By late November 2021 the Omicron surge was beginning. Would Boris face down those demanding restrictions and press on to try to establish some new policy agenda? No. He imposed new restrictions and seemed willing to impose more. A hundred Conservative backbenchers rebelled against his restrictions. Lord Frost resigned. So he had to take the proposal for more restrictions to cabinet. Truss and Sunak opposed them, backed by various others. So a new lockdown was averted. Omicron fizzled out.
Mutterings had begun that it might be time to looked beyond Boris to a new leader. But with the issue of new Covid restrictions still potentially on the table, having Boris as a weak leader beholden to a cabinet opposed to restrictions seemed a potentially favourable outcome. And he got another chance.
Yet still he produced nothing. No answer to inflation. No vision for the country. No agenda for change. A few encouraging anti-woke noises, but it wasn’t enough.
Then partygate got going in mid-January 2022. This issue proved very divisive. Some of his critics rallied behind him, believing it could harm the party and the country if a PM were removed over matters they considered trivial. Other critics saw a pragmatic opportunity to be rid of him. Others saw his partygate conduct, and that of those under him, as symptomatic of his wider failings. But the Ukraine war began. British policy had been to back Ukraine strongly since Boris’s premiership began. Boris continued with that, whilst resisting the voices of those proposing potentially dangerous over-reach such as no-fly zones. Boris got credit, and survived again.

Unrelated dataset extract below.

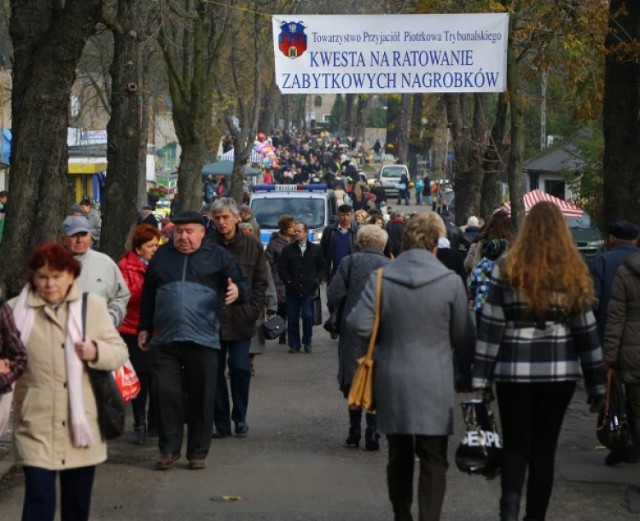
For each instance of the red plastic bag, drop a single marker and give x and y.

But nothing ever changes with the Prime Minister, no matter how many second chances he gets. And it seems that nothing ever will. He has never had a vision for the country. He has never had a proper answer to the great political questions of the day. He isn’t the man to take tough decisions to deal with inflation. He just shambles along from one crisis to the next.
Conservative MPs, if they are to lose the next general election, want at least to feel proud about what they have done in office. Boris Johnson does not make them believe they will be proud in defeat. He makes them believe they will be ashamed, and that they will have achieved nothing of value. No Prime Minister can survive that sentiment for long.